The question I received last week prompted me to do an extensive overview of the potential dangers facing the U.S. economy and the U.S. dollar.  The reader who sent that in also had this to say …

The other forecast is that gold will hit a record $2,500 value within one year.  Other trading sites claim silver is a better investment than gold and yet other sites say gold will fall within a year. 

If one listens to or reads any two financial analysts on any market topic, one fascinating reality is that you can expect two well informed yet diametrically opposed conclusions on that market topic.  Gold and silver are no exception, as the reader points out. 

Earlier this year when gold was treading water around $1300, I said gold would see $1200 before it would see $1500.  I was wrong – dead wrong.  My point then was that gold was forming a bubble, and as we all know, bubbles only have so much elasticity.  At some point, the pressure is too great and they burst.  I still say the gold bubble will burst.  When, though, I don’t know.  It all depends on the U.S. economic recovery, the strength of the U.S. dollar, The Federal Reserve policies, and the willingness of central banks around the globe to keep buying it up.  It is hard for me to imagine that it will reach $2500 within a year, but, hey, what do I know …

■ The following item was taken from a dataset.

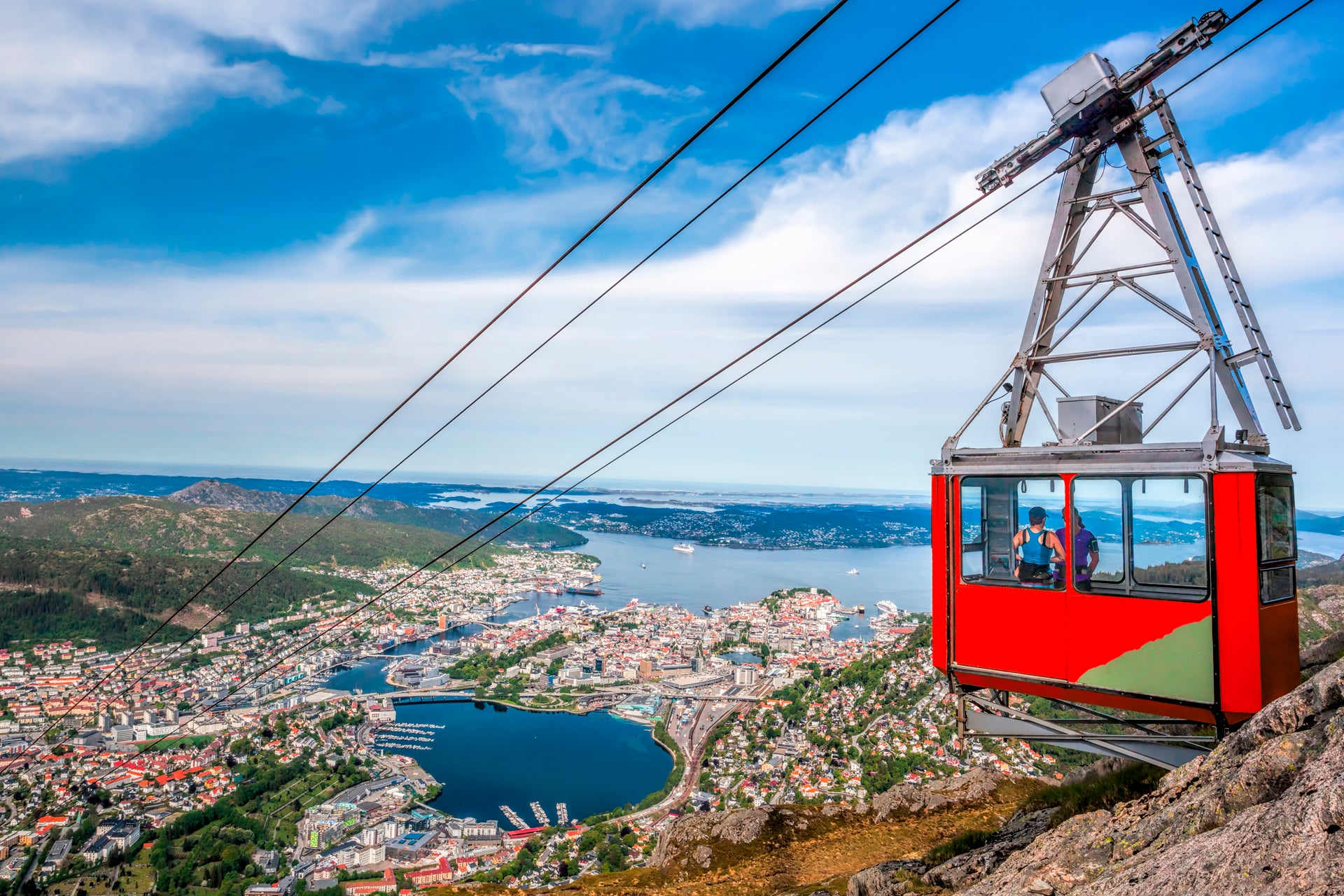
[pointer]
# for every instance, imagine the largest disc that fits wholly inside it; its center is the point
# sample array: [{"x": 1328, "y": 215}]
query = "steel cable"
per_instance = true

Silver, on the other hand, just popped, but it is already forming a new bubble.  Clearly, the industrial/precious metal was dancing out of its league when it approached $50, but it seems to be holding above $35.  Can it stay together at such abnormal heights? 

As commodities, gold and silver are enjoying the upward push from the Fed policies.  Come June, one pressured-packed policy (QE2) will end.  Will both retain their lofty heights as the money that pushed them up potentially moves to other asset classes?  We will see, soon enough.

QE2 aside, gold is traditionally bought as a hedge against inflation and as a safe haven in troubling economic times.  Silver has industrial uses, so it has industrial demand.  Both metals have vanity demand as well. Given this, if one places their value in an economic context, one can see that the rise or fall in their prices depends on the both the perception and reality of the U.S. and global economic recoveries, the appearance (or not) of strong inflation, and, arguably the most important factor, the strength or weakness of the U.S. dollar.  Currently, the Fed’s unofficial “low-dollar” policy is helping keep the prices up (as stated), and it appears that policy will not change soon.

If, however, commodity (oil and food) prices insist on moving higher after June, inflation will become a concern and U.S interest rates will rise.  If that happens, the U.S and global economic recoveries will slow, but the U.S. dollar will strengthen. 

Now, can you understand why such confusion exists “out there” regarding gold and silver?  Can you see why it is important that you not listen to “them,” that you need to come to your own understanding and act on that, not what someone else tells you?